Pero antes de llegar al cine, antes de llegar a la fantasía épica nacieron en la mitología. Una mitología que, como decía antes llega a China y Egipto. Pero también encontramos dragones en la cultura grecolatina, en las leyendas mayas e, incluso, en las historias vikingas
El dragón se puede diferenciar en dos tipologías fundamentales. Por un lado, tenemos el dragón asiático, correspondiente a la mitología de China, Japón, Corea y Vietnam. Este, suele tomar la forma de una serpiente voladora, normalmente sin alas, y con partes de cuerpo de diversos animales, el bigote del siluro, las garras de ave...  Para los asiáticos los dragones son seres de gran bondad, con poderes mágicos y la capacidad de contralas el clima y las lluvias. Para muestra, esta bonita leyenda desde el blog de Menudo Castillo. Los cuatro dragones a los que castigan por llevar el agua al mundo y se transforman en ríos para seguir haciendo el bien. Más extraño es que los dragones en esta zona sean malvados, pero también existen  casos.


Sin embargo, el dragón malvado por excelencia es el dragón medieval. El arquetipo de dragón en la actualidad y su encarnación más extendida: alas de murciélago, grandes garras, pinchos por todo el cuerpo y la habilidad de expulsar fuego por la boca. Suelen ser criaturas del mal, que disfrutan haciendo daño y comiéndose a la gente. El ejemplo más conocido y origen de todas las demás historias es la de San Jorge y el Dragón, en la que San Jorge vence el dragón a lomos de un caballo blanco y salva a la princesa. Esta historia medieval tiene una enorme simbología religiosa. San Jorge es el arma de Dios que, a caballo de la Iglesia, vence al paganismo representando en el dragón. De hecho, en la historia el reino aterrorizado por el dragón se convierte al cristianismo y abandona su culto pagano. Aquí hay una versión algo diferente en que San Jorge no mata al dragón hasta que el pueblo le bautiza... 

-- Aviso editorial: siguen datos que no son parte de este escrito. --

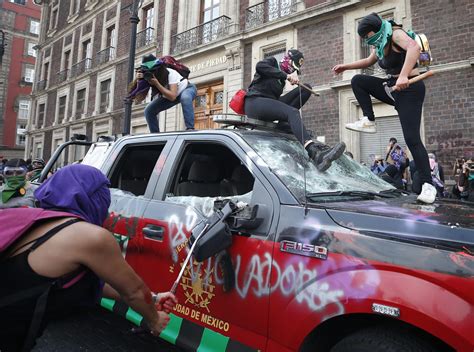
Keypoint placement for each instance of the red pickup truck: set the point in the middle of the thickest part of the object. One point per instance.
(309, 261)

Para los griegos el dragón más importante es Ladón. Tanto es así que forma la constelación de draco. Ladón era un gigantesco dragón de 100 cabezas que guardaba el Jardín de las Hespérides. Cada una de sus cabezas hablaba una lengua diferente.
Hera, la reina de los dioses envió a este terrible enemigo a proteger sus manzanas de oro y como obstáculo para Heracles que se dirigía a cumplir su siguiente encargo, robar las susodichas manzanas. Para ello mata al dragón. Como agradecimiento por sus servicios Hera subió sus monumentales restos al cielo y donde desde entonces forma la constelación del Dragón (Draco).
Según la leyenda, tras su muerte su sangre corrió por la tierra y germinó en forma de dragos, árboles endémicos de Canarias y uno de los símbolos de Tenerife. 

Y esos son solo algunos de los ejemplos. Y sin empezar a hablar de un mundo donde campan a sus anchas (la literatura fantástica), que les va como anillo a la garra y disfrutan de una nueva vida, pues el mundo los ha olvidado. Porque yo creo que los dragones existieron. Y aun su magia pervive. Vive en los ojos de un niño que descubre la magia de la literatura. Está en esos que se van kilómetros lejos de su hogar para salvar a personas a las que nunca ha conocido. Aparece en aquellos que buscan -y más en los que lo crean- un mundo mejor.